Students and members of the UC Davis community are preparing for a special type of solar eclipse that will occur in the evening sky in northern California on May 20. This eclipse will be an “annular” (meaning “ring-like”) type of solar eclipse, which is when the moon passes directly in front of the sun without completely covering it and appears as a complete disk within a disk.
“We don’t get to see it often because our moon isn’t on the right plane. [The plane of orbit] is 5 degrees off, so to catch it on the right plane is really spectacular,” said Jared Clapham, a senior communication major at UC Davis who is currently taking an astronomy class.
People who view the eclipse from the city of Davis will only see a partial eclipse on May 20, beginning at 5:15 p.m. and ending at 7:38 p.m. Pacific Daylight Time. Maximum eclipse will occur at 6:31 p.m., viewing from Davis, when the moon will appear to cover 86 percent of the sun’s disk somewhat low in the western sky.
Kevin Delano and Rachael Johnson, both senior geology majors, are co-presidents of the UC Davis Geology Club.
“We see this as an opportunity to educate people about a real cool natural phenomenon they will experience,” Delano said.
The Geology Club will be offering special solar eclipse glasses on the Quad during Picnic Day for a $2 donation, and afterward by special arrangement.
“One cannot view the eclipse without the glasses because the sun will damage your eyes,” Delano stressed.
The other type of eclipse is a lunar eclipse, when the earth casts a shadow on the moon.
“A lunar eclipse is seen by half of the entire planet,” said Howard Spero, a professor of geology and chair of the geology department at UC Davis.
“Even though solar eclipses are more frequent, much fewer people see [total solar eclipses] because you have to be on a specific part of the planet at a specific time to be able to see one,” Spero said.
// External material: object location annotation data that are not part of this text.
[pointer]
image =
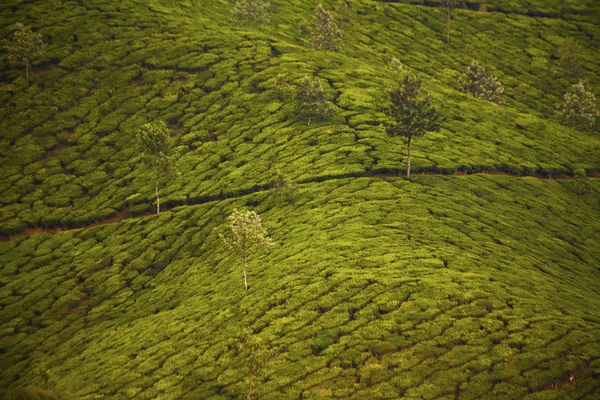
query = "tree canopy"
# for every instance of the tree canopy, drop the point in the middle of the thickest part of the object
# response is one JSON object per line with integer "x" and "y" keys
{"x": 411, "y": 112}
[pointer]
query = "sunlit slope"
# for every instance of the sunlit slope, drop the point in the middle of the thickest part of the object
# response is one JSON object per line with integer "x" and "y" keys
{"x": 481, "y": 287}
{"x": 66, "y": 139}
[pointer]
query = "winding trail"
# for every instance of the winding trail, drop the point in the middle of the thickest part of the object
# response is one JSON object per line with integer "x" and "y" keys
{"x": 125, "y": 214}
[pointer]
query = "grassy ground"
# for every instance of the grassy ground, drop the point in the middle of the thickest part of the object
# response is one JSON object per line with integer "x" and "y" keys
{"x": 474, "y": 286}
{"x": 485, "y": 287}
{"x": 109, "y": 68}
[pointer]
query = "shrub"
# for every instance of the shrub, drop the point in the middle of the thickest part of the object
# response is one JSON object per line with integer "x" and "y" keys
{"x": 311, "y": 98}
{"x": 326, "y": 35}
{"x": 482, "y": 84}
{"x": 578, "y": 108}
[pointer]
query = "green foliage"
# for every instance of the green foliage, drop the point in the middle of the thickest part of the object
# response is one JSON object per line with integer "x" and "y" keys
{"x": 581, "y": 182}
{"x": 156, "y": 146}
{"x": 282, "y": 185}
{"x": 411, "y": 112}
{"x": 478, "y": 81}
{"x": 396, "y": 65}
{"x": 448, "y": 7}
{"x": 24, "y": 45}
{"x": 252, "y": 356}
{"x": 577, "y": 108}
{"x": 311, "y": 98}
{"x": 570, "y": 60}
{"x": 245, "y": 235}
{"x": 326, "y": 35}
{"x": 253, "y": 12}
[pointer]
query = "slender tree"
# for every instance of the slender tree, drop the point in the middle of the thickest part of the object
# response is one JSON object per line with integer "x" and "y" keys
{"x": 253, "y": 12}
{"x": 156, "y": 147}
{"x": 326, "y": 34}
{"x": 245, "y": 235}
{"x": 311, "y": 98}
{"x": 411, "y": 112}
{"x": 577, "y": 108}
{"x": 448, "y": 7}
{"x": 24, "y": 45}
{"x": 482, "y": 84}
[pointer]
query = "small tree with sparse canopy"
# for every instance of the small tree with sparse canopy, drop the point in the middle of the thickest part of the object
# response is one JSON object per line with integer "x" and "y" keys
{"x": 578, "y": 108}
{"x": 24, "y": 45}
{"x": 245, "y": 235}
{"x": 482, "y": 84}
{"x": 326, "y": 34}
{"x": 156, "y": 147}
{"x": 411, "y": 112}
{"x": 448, "y": 7}
{"x": 253, "y": 12}
{"x": 311, "y": 98}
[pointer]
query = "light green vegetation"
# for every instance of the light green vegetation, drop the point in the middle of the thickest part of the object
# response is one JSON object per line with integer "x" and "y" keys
{"x": 112, "y": 67}
{"x": 487, "y": 286}
{"x": 480, "y": 286}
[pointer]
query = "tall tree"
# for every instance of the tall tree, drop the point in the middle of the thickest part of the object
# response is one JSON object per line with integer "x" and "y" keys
{"x": 577, "y": 108}
{"x": 448, "y": 7}
{"x": 326, "y": 34}
{"x": 245, "y": 235}
{"x": 24, "y": 45}
{"x": 411, "y": 112}
{"x": 156, "y": 147}
{"x": 482, "y": 84}
{"x": 311, "y": 98}
{"x": 253, "y": 12}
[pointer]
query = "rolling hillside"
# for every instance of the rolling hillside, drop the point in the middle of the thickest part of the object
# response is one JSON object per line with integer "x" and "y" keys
{"x": 476, "y": 279}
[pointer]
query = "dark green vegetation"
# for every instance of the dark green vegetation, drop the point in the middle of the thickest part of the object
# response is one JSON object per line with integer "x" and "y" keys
{"x": 482, "y": 286}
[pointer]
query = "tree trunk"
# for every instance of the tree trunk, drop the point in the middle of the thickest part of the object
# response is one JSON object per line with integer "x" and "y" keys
{"x": 157, "y": 198}
{"x": 249, "y": 392}
{"x": 245, "y": 262}
{"x": 408, "y": 159}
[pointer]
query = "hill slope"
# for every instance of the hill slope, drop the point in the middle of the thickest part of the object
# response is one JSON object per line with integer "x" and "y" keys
{"x": 477, "y": 286}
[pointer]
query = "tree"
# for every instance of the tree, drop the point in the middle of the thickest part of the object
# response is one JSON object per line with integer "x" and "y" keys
{"x": 412, "y": 113}
{"x": 570, "y": 60}
{"x": 24, "y": 46}
{"x": 311, "y": 98}
{"x": 246, "y": 236}
{"x": 482, "y": 84}
{"x": 326, "y": 34}
{"x": 254, "y": 12}
{"x": 578, "y": 108}
{"x": 448, "y": 7}
{"x": 156, "y": 148}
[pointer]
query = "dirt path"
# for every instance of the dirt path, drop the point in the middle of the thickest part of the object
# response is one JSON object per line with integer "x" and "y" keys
{"x": 166, "y": 207}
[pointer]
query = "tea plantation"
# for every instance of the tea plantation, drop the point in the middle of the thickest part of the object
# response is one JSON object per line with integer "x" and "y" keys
{"x": 478, "y": 278}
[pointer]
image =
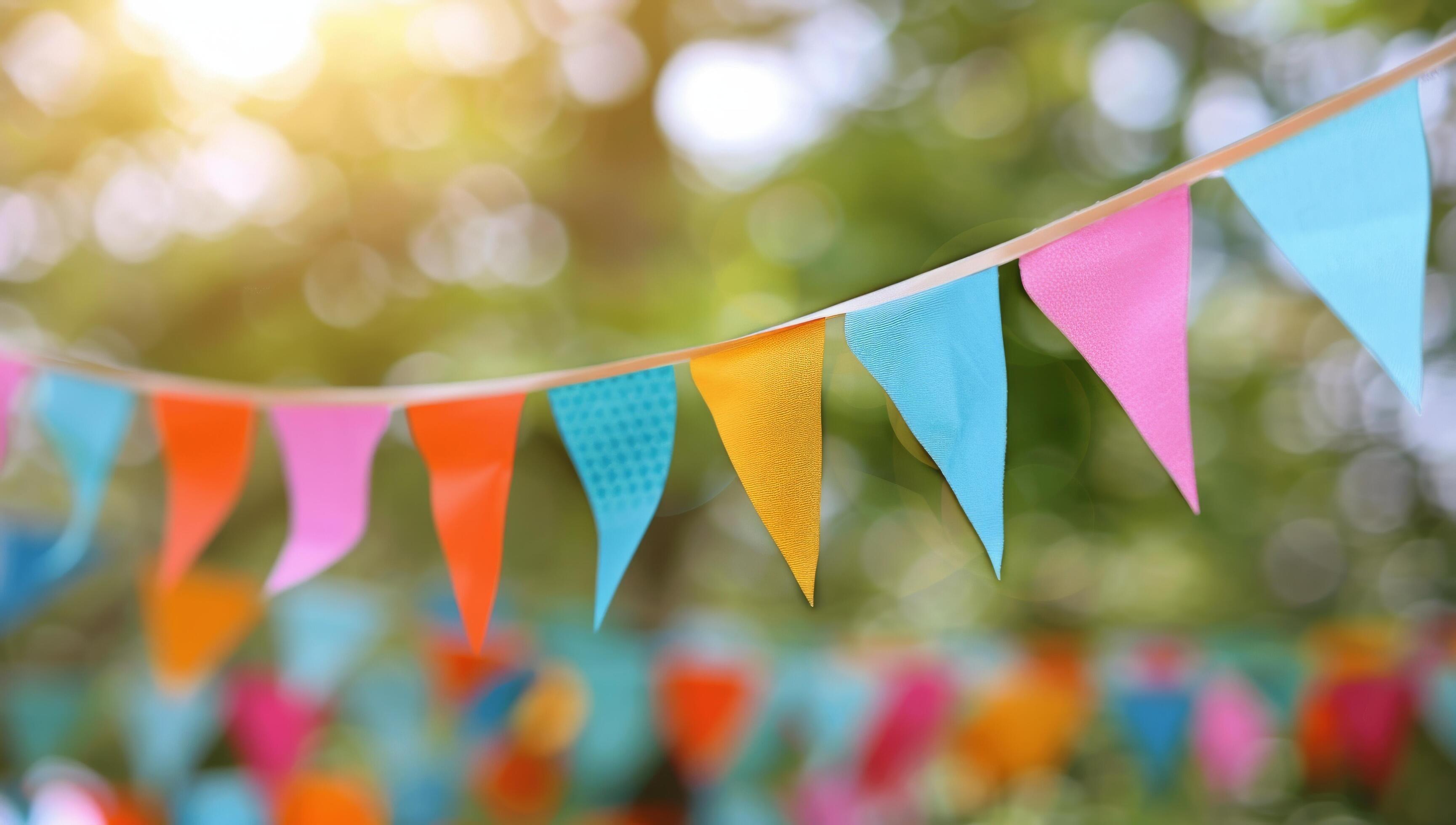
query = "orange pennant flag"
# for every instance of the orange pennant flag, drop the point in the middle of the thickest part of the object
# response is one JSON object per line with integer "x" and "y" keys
{"x": 321, "y": 799}
{"x": 765, "y": 398}
{"x": 206, "y": 446}
{"x": 705, "y": 709}
{"x": 469, "y": 449}
{"x": 194, "y": 625}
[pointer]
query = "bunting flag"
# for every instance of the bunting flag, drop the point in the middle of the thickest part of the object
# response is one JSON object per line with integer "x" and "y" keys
{"x": 941, "y": 359}
{"x": 765, "y": 398}
{"x": 43, "y": 712}
{"x": 327, "y": 453}
{"x": 619, "y": 436}
{"x": 194, "y": 625}
{"x": 469, "y": 449}
{"x": 28, "y": 581}
{"x": 12, "y": 375}
{"x": 86, "y": 424}
{"x": 168, "y": 735}
{"x": 1157, "y": 724}
{"x": 1372, "y": 718}
{"x": 903, "y": 738}
{"x": 1232, "y": 734}
{"x": 1119, "y": 292}
{"x": 1439, "y": 708}
{"x": 704, "y": 709}
{"x": 206, "y": 446}
{"x": 222, "y": 798}
{"x": 324, "y": 631}
{"x": 319, "y": 799}
{"x": 1349, "y": 203}
{"x": 272, "y": 728}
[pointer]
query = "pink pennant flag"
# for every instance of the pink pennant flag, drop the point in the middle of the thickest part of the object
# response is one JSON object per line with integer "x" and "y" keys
{"x": 1119, "y": 290}
{"x": 1232, "y": 732}
{"x": 272, "y": 728}
{"x": 327, "y": 453}
{"x": 12, "y": 373}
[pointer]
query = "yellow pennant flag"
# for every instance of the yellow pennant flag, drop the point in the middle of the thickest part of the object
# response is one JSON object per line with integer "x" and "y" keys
{"x": 765, "y": 398}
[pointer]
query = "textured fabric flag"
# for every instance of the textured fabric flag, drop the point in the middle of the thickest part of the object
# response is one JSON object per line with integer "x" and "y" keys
{"x": 1232, "y": 732}
{"x": 12, "y": 375}
{"x": 619, "y": 434}
{"x": 168, "y": 735}
{"x": 941, "y": 359}
{"x": 222, "y": 798}
{"x": 765, "y": 396}
{"x": 1119, "y": 292}
{"x": 86, "y": 424}
{"x": 469, "y": 449}
{"x": 1349, "y": 203}
{"x": 327, "y": 455}
{"x": 206, "y": 446}
{"x": 194, "y": 625}
{"x": 324, "y": 631}
{"x": 272, "y": 727}
{"x": 1155, "y": 721}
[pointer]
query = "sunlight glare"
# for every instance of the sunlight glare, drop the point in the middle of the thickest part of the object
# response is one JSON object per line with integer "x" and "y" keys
{"x": 242, "y": 41}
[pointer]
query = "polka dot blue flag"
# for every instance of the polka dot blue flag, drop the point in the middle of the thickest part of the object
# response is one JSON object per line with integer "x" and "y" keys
{"x": 619, "y": 434}
{"x": 940, "y": 356}
{"x": 1349, "y": 203}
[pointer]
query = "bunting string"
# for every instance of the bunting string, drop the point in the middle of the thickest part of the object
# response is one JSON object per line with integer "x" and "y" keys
{"x": 1113, "y": 278}
{"x": 1202, "y": 168}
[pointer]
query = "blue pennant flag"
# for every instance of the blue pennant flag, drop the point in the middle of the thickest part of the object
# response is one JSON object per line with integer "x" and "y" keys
{"x": 168, "y": 735}
{"x": 43, "y": 712}
{"x": 619, "y": 434}
{"x": 324, "y": 631}
{"x": 1157, "y": 724}
{"x": 27, "y": 581}
{"x": 86, "y": 424}
{"x": 1349, "y": 203}
{"x": 222, "y": 798}
{"x": 941, "y": 359}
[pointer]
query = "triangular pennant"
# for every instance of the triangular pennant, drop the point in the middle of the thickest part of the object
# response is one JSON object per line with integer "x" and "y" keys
{"x": 41, "y": 713}
{"x": 941, "y": 359}
{"x": 194, "y": 625}
{"x": 321, "y": 799}
{"x": 272, "y": 727}
{"x": 168, "y": 735}
{"x": 619, "y": 434}
{"x": 469, "y": 449}
{"x": 1155, "y": 721}
{"x": 222, "y": 798}
{"x": 327, "y": 455}
{"x": 1232, "y": 732}
{"x": 206, "y": 446}
{"x": 1373, "y": 719}
{"x": 28, "y": 581}
{"x": 765, "y": 396}
{"x": 1119, "y": 292}
{"x": 1349, "y": 203}
{"x": 704, "y": 712}
{"x": 324, "y": 631}
{"x": 905, "y": 734}
{"x": 86, "y": 424}
{"x": 12, "y": 375}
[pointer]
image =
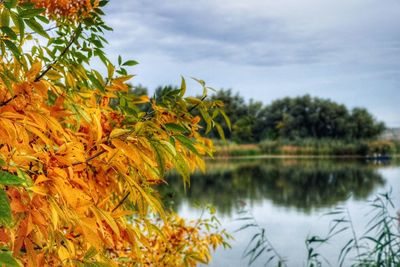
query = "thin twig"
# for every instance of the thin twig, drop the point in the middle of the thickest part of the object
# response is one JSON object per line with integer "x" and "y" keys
{"x": 195, "y": 106}
{"x": 50, "y": 66}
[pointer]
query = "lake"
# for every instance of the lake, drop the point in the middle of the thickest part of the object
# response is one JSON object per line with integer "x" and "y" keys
{"x": 286, "y": 197}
The upcoming annular eclipse can be seen in the U.S. from within a wide band that stretches from northern California southeastward toward western Texas.
To see the disk-within-a-disk, ring-like effect, viewers can drive to any area along Interstate 5 between Willows, Calif. and Glendale, Ore. and look for clear skies, or anywhere along Highway 101 between Garberville, Calif. and Bandon, Ore. A Google interactive map of the solar eclipse path can be found on the NASA.gov website.
“It’s silly not to [drive north]. This is an opportunity of a lifetime,” Spero said, referring to the short one-hour drive.
According to Sky & Telescope magazine, although the sky doesn’t turn dark during an annular eclipse, the sky will turn dark blue, allowing the planet Venus to be seen to the left of the sun.
Spero is an “eclipse chaser” and has traveled all over the world to see seven total solar eclipses in 21 years on four continents, when day becomes night for a span of a few or several minutes. He has also seen one annular eclipse.
Kenneth Verosub, also a professor in the geology department, traveled to China with Spero to see a total eclipse there in July 2009.
Verosub teaches a course called “Earth Science, History, and People,” which, he explained, involves studying the interactions between geologic processes and human activity.
“I believe that people need to look up at the sky more than they do,” Verosub said. “To me, it’s a connection to the long span of human history and to the way that earlier people related to or responded to these kinds of events.”